En su recopilación histórica, vierte innumerables
testimonios de tresarroyenses que tomaron contacto con la cálida
figura del mítico cantor popular. Entre ellas da cuenta de
las vivencias de Adolfo Rodera, quien fue testigo presencial de
la estadía de Carlos Gardel en el Hotel Plaza. A sus 14 años
cumplía funciones de cadete, acompañaba a los viajantes
cargando las valijas hacia sus habitaciones o atendía en
el bar. De aquellos días de mayo de 1933, recordó
que Gardel, a quienes los empleados del hotel llamaban "Don
Carlos", ocupaba solo una habitación al frente y sus
guitarristas se alojaban en una más grande al fondo. En el
hotel trabajaba una señora de apellido Caillava, cuya hija
Dora era ferviente admiradora de la máxima expresión
del tango argentino. Fue a buscar a su madre al trabajo el día
que "Don Carlos" estaba sentado en una mesa del bar. Quiso
conocerlo pero opacada por su figura no se animó a acercarse.

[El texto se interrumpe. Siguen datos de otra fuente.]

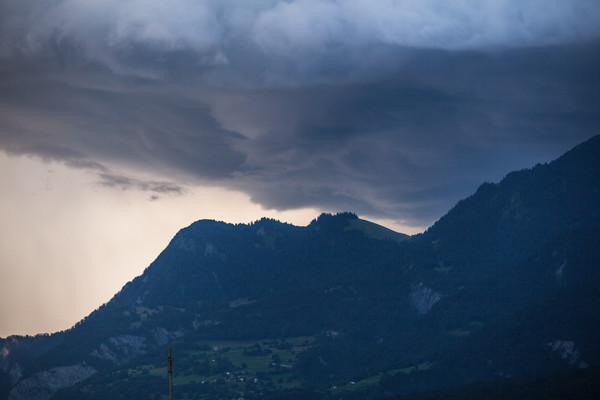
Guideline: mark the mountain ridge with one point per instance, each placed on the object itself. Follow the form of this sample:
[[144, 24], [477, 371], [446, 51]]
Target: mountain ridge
[[366, 304]]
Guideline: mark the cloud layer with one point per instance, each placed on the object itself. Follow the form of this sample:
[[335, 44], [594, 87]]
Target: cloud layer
[[395, 109]]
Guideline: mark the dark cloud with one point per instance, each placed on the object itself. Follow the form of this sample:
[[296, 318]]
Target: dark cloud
[[394, 110], [128, 183]]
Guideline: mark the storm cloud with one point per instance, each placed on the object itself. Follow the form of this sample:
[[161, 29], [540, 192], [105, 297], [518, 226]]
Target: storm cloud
[[395, 109]]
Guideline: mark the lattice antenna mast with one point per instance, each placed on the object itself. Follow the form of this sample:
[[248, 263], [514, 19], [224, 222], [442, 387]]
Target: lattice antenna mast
[[170, 370]]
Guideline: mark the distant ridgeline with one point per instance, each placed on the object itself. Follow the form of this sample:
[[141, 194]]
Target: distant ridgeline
[[505, 285]]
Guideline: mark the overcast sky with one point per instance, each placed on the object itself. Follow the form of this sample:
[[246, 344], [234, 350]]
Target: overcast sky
[[122, 121]]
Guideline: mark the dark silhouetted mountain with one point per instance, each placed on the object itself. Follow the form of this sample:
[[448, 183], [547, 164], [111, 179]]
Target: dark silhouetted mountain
[[504, 285]]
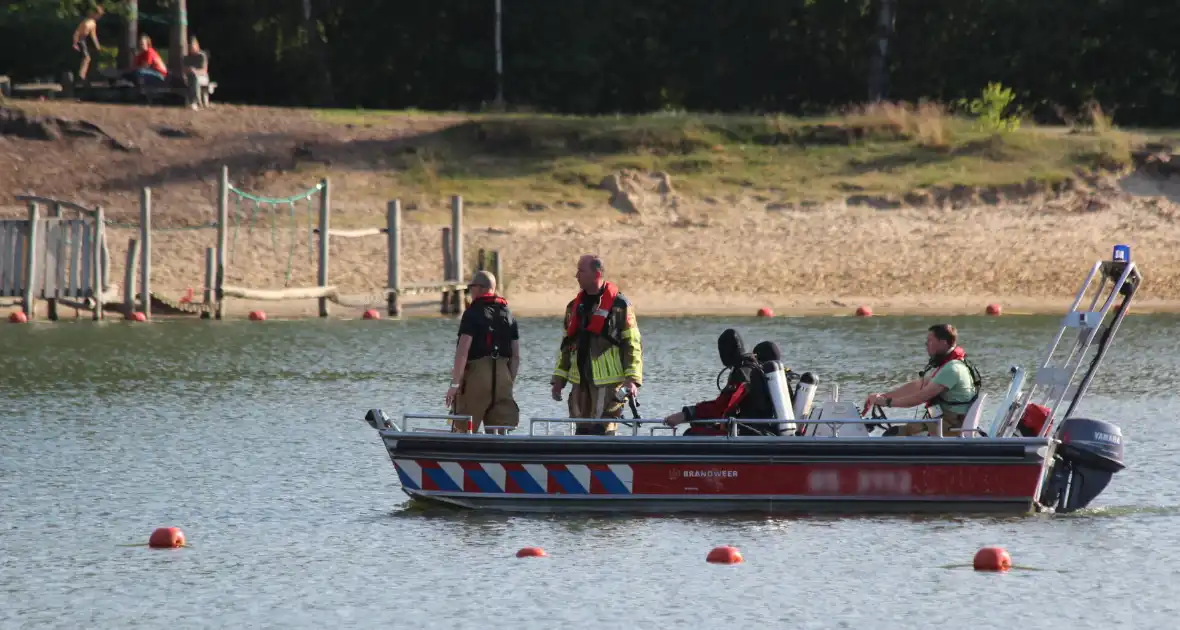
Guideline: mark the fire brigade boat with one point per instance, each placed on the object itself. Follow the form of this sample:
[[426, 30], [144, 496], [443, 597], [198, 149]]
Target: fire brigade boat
[[831, 458]]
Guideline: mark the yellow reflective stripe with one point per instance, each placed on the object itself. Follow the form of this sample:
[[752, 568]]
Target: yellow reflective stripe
[[608, 368]]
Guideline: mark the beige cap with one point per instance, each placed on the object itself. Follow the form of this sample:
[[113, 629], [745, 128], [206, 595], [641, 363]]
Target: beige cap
[[483, 279]]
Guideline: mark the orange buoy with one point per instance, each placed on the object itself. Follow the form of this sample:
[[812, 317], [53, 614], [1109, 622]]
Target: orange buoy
[[531, 552], [992, 559], [723, 555], [166, 538]]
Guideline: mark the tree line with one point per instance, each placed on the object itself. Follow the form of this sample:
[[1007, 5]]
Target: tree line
[[615, 56]]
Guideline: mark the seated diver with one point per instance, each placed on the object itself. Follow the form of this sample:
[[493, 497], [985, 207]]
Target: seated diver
[[745, 394], [954, 385]]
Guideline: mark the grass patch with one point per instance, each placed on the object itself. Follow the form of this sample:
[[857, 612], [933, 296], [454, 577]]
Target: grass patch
[[882, 149]]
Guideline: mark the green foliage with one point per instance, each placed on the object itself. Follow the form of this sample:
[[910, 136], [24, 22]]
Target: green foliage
[[799, 57], [990, 106]]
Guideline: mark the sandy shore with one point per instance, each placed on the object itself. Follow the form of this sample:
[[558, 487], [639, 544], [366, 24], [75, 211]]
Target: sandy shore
[[683, 257]]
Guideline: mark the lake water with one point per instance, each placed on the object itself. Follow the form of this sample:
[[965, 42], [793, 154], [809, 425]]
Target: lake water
[[250, 438]]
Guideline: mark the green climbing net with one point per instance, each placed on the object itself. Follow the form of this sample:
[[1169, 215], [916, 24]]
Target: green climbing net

Entonces Rodera hizo de intermediario: "Don Carlos, esta señorita
amiga es admiradora suya", le dijo y esas palabras bastaron
para que el tanguero desplegara su habitual carisma, se acercara
a la mujer y le preguntara cuál era su canción preferida.
Ella balbuceó "Añoranzas" y Gardel la invitó
a sentarse a su mesa y a capella le cantó el tema de sus
sueños.
En la misma investigación, Fernández recoge el testimonio
de don Angel Balcarce que junto a su amigo José D´Ipolito,
que trabajaba de noche en el Plaza, fueron hasta el Bar Tortoni
a tomar un café. Al regresar al hotel encontraron a Gardel
sentado en una mesa del bar, rodeado de sus guitarristas y compartiendo
la velada con los miembros de la compañía José
A. Paonesa, que por entonces actuaban en el Politema. "El Zorzal"
los invitó a la mesa a brindar con sidra y vino blanco hasta
altas horas de la madrugada.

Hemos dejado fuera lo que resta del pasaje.